The police had not made any arrests as of Tuesday, but according to a law enforcement official who requested anonymity to discuss an ongoing investigation, they were examining if the event was related to gang activity.
But with less than four weeks until Election Day, the shooting presented Mr. Zeldin with an opportunity to raise the issue of public safety in the governor’s race, as the congressman seeks a breakthrough in his bid to unseat Gov. Kathy Hochul, a Democrat who has held a comfortable lead in most public polls.

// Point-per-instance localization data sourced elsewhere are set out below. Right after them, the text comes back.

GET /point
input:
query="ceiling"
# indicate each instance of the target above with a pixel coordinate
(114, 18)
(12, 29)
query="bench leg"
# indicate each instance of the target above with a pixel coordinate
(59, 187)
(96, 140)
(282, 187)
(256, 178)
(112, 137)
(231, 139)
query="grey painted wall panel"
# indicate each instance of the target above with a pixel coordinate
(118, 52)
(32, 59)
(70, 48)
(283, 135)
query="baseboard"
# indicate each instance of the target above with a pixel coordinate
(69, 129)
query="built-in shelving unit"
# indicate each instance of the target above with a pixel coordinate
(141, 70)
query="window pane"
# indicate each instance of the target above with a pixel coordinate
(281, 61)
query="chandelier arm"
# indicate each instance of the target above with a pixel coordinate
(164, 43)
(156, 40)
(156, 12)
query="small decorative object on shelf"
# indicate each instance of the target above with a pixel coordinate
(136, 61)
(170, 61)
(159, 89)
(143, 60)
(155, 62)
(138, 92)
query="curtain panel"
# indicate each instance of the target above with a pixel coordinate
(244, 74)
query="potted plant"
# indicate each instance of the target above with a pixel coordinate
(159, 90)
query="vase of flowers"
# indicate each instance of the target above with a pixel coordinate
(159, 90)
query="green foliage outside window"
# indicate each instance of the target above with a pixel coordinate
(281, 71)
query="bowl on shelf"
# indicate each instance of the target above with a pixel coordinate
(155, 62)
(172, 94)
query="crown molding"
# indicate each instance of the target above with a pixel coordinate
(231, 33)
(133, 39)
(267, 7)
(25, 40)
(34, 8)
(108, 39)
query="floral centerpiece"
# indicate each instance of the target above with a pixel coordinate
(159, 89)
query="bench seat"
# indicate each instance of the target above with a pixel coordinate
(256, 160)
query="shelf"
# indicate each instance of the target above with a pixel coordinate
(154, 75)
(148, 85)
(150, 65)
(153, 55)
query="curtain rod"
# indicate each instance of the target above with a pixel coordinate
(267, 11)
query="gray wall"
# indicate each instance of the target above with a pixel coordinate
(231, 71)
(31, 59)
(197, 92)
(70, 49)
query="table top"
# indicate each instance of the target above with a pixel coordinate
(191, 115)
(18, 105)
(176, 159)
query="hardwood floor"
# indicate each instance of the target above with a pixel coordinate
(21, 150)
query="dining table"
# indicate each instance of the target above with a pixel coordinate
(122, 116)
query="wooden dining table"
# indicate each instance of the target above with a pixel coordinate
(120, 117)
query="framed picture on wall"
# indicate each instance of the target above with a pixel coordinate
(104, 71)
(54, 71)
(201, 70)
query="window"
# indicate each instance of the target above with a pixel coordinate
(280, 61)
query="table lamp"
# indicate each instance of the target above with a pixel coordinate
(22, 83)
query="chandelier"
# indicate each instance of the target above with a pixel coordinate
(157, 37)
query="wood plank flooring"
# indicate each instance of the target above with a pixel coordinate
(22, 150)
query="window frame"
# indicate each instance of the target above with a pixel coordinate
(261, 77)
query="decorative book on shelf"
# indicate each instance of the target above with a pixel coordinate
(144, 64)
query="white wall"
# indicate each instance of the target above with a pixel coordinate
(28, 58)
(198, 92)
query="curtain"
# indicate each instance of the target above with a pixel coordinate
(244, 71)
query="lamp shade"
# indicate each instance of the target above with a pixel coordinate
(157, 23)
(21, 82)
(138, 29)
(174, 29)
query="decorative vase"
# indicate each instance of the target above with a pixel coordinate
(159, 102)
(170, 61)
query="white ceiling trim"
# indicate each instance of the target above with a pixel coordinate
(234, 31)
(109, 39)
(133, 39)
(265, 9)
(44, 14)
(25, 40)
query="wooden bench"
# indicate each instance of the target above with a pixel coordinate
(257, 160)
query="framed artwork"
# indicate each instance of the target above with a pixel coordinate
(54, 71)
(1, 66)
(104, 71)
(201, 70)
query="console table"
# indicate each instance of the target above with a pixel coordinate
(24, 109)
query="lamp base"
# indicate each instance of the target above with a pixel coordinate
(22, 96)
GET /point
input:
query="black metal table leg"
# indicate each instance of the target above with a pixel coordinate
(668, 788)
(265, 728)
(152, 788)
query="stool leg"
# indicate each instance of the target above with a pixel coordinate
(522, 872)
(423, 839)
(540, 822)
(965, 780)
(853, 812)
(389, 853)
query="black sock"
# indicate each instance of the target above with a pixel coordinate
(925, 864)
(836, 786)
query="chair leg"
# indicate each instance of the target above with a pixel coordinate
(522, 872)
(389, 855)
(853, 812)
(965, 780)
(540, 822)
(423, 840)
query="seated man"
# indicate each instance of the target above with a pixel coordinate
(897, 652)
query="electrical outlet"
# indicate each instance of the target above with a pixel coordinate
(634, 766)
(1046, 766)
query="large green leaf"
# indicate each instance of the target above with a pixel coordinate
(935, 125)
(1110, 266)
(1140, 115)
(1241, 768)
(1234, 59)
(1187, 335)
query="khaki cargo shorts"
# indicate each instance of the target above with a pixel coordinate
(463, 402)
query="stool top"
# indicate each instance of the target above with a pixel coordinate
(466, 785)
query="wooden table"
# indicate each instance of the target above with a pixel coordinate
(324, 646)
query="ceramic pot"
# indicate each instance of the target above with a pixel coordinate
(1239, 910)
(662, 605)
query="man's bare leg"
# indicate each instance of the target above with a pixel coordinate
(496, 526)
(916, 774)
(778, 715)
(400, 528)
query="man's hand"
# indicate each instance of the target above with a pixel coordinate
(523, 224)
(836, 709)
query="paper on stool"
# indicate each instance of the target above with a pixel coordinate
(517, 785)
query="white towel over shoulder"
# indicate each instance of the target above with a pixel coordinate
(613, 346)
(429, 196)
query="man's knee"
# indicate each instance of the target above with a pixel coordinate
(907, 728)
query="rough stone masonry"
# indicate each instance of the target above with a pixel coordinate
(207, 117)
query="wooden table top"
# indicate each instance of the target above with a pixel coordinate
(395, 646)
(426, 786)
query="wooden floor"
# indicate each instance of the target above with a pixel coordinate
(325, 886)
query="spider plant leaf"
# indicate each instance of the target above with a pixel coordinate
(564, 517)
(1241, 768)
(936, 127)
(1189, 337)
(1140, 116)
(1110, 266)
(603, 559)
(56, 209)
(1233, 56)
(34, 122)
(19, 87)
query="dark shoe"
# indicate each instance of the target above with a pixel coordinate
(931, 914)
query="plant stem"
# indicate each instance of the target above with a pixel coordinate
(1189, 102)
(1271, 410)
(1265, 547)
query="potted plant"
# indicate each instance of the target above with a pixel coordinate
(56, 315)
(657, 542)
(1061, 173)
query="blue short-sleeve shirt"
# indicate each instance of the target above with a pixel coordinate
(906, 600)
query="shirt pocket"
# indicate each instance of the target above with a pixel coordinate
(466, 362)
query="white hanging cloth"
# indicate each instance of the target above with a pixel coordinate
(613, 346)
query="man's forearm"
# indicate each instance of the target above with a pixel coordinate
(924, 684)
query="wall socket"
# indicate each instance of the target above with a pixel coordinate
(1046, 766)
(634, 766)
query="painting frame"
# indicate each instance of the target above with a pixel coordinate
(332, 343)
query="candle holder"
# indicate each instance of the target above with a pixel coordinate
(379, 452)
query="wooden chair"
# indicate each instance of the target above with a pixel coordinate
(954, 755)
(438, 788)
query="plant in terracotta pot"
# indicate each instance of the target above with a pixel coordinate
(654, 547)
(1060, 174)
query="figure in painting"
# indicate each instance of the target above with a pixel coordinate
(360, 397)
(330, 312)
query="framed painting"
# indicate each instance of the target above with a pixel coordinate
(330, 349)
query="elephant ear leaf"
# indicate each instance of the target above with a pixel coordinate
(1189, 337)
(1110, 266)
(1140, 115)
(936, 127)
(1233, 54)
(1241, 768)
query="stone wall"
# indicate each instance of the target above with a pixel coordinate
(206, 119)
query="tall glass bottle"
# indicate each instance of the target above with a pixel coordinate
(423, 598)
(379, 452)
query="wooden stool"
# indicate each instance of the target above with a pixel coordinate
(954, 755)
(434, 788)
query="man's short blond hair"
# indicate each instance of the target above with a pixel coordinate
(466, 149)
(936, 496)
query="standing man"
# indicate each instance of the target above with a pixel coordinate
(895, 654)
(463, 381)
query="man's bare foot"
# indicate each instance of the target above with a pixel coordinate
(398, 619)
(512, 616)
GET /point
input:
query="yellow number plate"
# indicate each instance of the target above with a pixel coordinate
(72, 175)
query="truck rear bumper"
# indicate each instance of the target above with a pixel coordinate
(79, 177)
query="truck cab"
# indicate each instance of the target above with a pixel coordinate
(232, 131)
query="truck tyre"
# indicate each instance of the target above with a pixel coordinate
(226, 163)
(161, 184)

In a state where Democrats far outnumber Republicans, Mr. Zeldin faces an uphill battle to overcome Ms. Hochul’s considerable fundraising advantage. He has been eager to speak in brutally personal terms about the effect of the massacre, appealing to New Yorkers who have also been impacted by gun violence. During the incident, Mr. Zeldin was at a campaign event in the Bronx with his wife.
Mr. Zeldin, who has represented Suffolk County in Congress since 2015 and is a fervent Trump admirer, has said that law and order will be his main concern if elected. Consistently, he has attempted to attribute the increase in violence on criminal justice policies implemented by progressive legislatures and to left-leaning prosecutors, such as Manhattan’s district attorney Alvin Bragg.
Concurrently, he has fought Democratic-led moves to tighten gun control measures, hailing the Supreme Court’s decision to overturn New York’s concealed carry legislation as “a historic, appropriate, and important win.”
Ms. Hochul, who is running for her first full term, has touted her efforts to tighten the state’s bail laws and initiatives to crack down on illegal gun trafficking, as well as a law she signed raising the age for the purchase of semiautomatic rifles, in the wake of this year’s supermarket shooting in Buffalo.
The gunfire outside Mr. Zeldin’s residence is the second time this election season that his safety has been endangered.
A guy attempted to strike Mr. Zeldin with a sharp key chain at a campaign event in Rochester three months ago. The assailant, an Iraq War veteran with post-traumatic stress disorder and alcoholism, was immediately subdued and first freed without bond before being arrested on federal assault charges.
Mr. Zeldin, who was not wounded, used the incident to criticise Democrats for the modifications they imposed to the state’s bail regulations two years ago, despite the fact that the incident had no effect on the current situation of the campaign.
Mr. Zeldin could definitely use a lift, since he has behind Ms. Hochul in virtually every publicly commissioned survey conducted this election season. A testament to a ravenous fund-raising infrastructure that collected $11.1 million between July and October of this year, he has also found himself chasing her campaign donations. The funds have enabled her to bombard airwaves and mobile devices with campaign advertising targeting Mr. Zeldin’s backing for Donald Trump and hostility to abortion rights.
However, Mr. Zeldin’s financial prognosis is not precisely dismal. During the same time, he raised $6.4 million, due in part to fund-raisers with former president Donald J. Trump and Florida governor Ron DeSantis. In recent weeks, Republican super PACs have spent almost $4 million on advertisements attacking Hochul’s management of the economy and claiming she is soft on crime.
On Tuesday, a police cruiser was still parked in front of Mr. Zeldin’s house in Shirley, a working-class hamlet on Long Island’s South Shore, where neighbours on the generally tranquil neighbourhood were still shaken by the outbreak of violence.
Dan Haug was in his house when he heard the gunshots and hurried to the window, where he saw one of the lads laying in Mr. Zeldin’s bushes, writhing in pain and screaming.
Mary Smith, the mother of the unhurt youngster, attributed the shooting on the prevalence of firearms among young people, while emphasising that she did not think her son was a member of a gang.
Ms. Smith expressed sorrow for the Zeldin family’s experience, but complained that she had not heard from the congressman despite his many public statements.